Der Ausschuß hätte nachher vier oder sechs Vorlagen nebeneinander, und es müßten hier vier-bis sechsmal erste Lesungen stattfinden. Das Thema steht heute zur Debatte, und die Bundesregierung mag dann heute ihre Grundsätze erklären, mag sagen, was sie getan hat, und mag im übrigen in der Ausschußberatung und in der zweiten Lesung die Anträge stellen, die sie für nötig hält. Das ist das richtige Verfahren. Es kann nicht zweierlei Recht für Bundesregierung und Opposition oder irgendeine Fraktion oder das Parlament als solches geben. Das Parlament als solches hat das Recht, aus seiner Mitte eine Vorlage einzubringen, und dann ist diese Vorlage — auch mit Abänderungsanträgen — zu behandeln. Es geht aber nicht, daß man hier ein Schneeballsystem von Vorlagen macht.

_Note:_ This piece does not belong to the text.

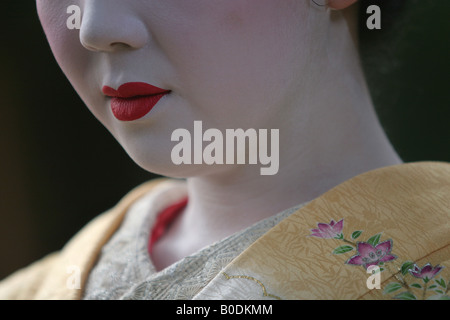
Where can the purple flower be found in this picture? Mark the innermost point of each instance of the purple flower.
(426, 273)
(369, 255)
(328, 230)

Ich hätte allerdings noch gern Einzelheiten auch über das Grundsätzliche seitens des Herrn Bundesjustizministers gehört. Es ist — wenn ich das zum Abschluß sagen soll — die Art der Richterwahl beanstandet worden, die ja durch das Gesetz zwingend vorgeschrieben ist. Der Herr Kollege Loritz, der anscheinend keine Zeit gehabt hat, das Gesetz zu lesen,
hat gemeint, hier könne die Mehrheit ein Abbild ihres Geistes schaffen und durch einfache Majorität die Richter aussuchen. Nein, das ist nicht so! Gerade weil wir ein Verfassungsgericht wünschen, das eine volle rechtliche Autorität hat, geht ja
unser Vorschlag dahin, daß die vom Bundestag zu wählenden Richter auf eine notwendige Dreiviertelmehrheit und die vom Bundesrat zu wählenden Richter auf eine notwendige Zweidrittelmehrheit blicken dürfen. Ich wüßte nicht, wie man anders verfahren sollte, um auszuschließen, daß hier ein einseitig gesetztes und damit dann allerdings parteipolitisches Gremium geschaffen würde. Das ist der entscheidende Grundsatz des Gesetzes. Ich hätte es begrüßt, wenn der Herr Bundesjustizminister dazu Stellung genommen hätte; denn ich fürchte, daß wir andernfalls — ohne daß man allzuviel Phantasie haben muß — von der Bundesregierung ein Gesetz vorgelegt bekommen, in welchem der Bundestag und der Bundesrat mit einfacher Mehrheit die Richter wählen. Das würde allerdings genau der Linie entsprechen, die von Ihnen bisher eingehalten worden ist.